CVE-2013-1684 (http://nvd.nist.gov/nvd.cfm?cvename=CVE-2013-1684):
  Use-after-free vulnerability in the
  mozilla::dom::HTMLMediaElement::LookupMediaElementURITable function in
  Mozilla Firefox before 22.0, Firefox ESR 17.x before 17.0.7, Thunderbird
  before 17.0.7, and Thunderbird ESR 17.x before 17.0.7 allows remote
  attackers to execute arbitrary code or cause a denial of service (heap
  memory corruption) via a crafted web site.

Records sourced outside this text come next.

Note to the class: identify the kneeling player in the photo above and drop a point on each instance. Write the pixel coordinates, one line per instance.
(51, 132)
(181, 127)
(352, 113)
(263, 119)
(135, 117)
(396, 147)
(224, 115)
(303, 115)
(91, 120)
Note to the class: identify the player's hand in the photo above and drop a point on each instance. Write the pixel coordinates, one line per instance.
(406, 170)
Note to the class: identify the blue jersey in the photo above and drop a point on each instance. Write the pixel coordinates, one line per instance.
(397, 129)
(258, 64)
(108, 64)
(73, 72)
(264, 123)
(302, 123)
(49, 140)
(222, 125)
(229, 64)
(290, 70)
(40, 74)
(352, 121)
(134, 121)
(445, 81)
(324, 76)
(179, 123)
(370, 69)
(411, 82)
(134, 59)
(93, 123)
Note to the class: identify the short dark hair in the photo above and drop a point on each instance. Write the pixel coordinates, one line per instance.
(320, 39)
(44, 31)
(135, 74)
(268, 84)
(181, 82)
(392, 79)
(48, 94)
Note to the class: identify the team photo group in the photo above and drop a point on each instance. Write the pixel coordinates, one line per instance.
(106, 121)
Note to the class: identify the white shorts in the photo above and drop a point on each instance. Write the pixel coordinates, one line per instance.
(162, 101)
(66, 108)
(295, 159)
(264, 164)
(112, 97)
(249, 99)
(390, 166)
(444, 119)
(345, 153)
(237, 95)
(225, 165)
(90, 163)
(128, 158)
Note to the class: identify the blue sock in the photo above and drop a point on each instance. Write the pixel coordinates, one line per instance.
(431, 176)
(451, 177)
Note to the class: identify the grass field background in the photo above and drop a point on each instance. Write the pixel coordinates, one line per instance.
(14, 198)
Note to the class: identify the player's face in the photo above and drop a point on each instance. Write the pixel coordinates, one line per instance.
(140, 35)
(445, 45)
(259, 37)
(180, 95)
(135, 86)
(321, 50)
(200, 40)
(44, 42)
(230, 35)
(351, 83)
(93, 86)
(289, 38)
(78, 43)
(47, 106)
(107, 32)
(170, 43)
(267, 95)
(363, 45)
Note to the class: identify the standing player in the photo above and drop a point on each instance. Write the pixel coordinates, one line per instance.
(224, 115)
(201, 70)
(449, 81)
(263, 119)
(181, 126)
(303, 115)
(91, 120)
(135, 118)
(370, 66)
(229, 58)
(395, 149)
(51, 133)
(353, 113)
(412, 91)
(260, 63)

CVE-2013-1683 (http://nvd.nist.gov/nvd.cfm?cvename=CVE-2013-1683):
  Multiple unspecified vulnerabilities in the browser engine in Mozilla
  Firefox before 22.0 allow remote attackers to cause a denial of service
  (memory corruption and application crash) or possibly execute arbitrary code
  via unknown vectors.

CVE-2013-1682 (http://nvd.nist.gov/nvd.cfm?cvename=CVE-2013-1682):
  Multiple unspecified vulnerabilities in the browser engine in Mozilla
  Firefox before 22.0, Firefox ESR 17.x before 17.0.7, Thunderbird before
  17.0.7, and Thunderbird ESR 17.x before 17.0.7 allow remote attackers to
  cause a denial of service (memory corruption and application crash) or
  possibly execute arbitrary code via unknown vectors.
Comment 11 GLSAMaker/CVETool Bot gentoo-dev 2013-09-30 00:29:23 UTC
This issue was resolved and addressed in
 GLSA 201309-23 at http://security.gentoo.org/glsa/glsa-201309-23.xml
by GLSA coordinator Chris Reffett (creffett).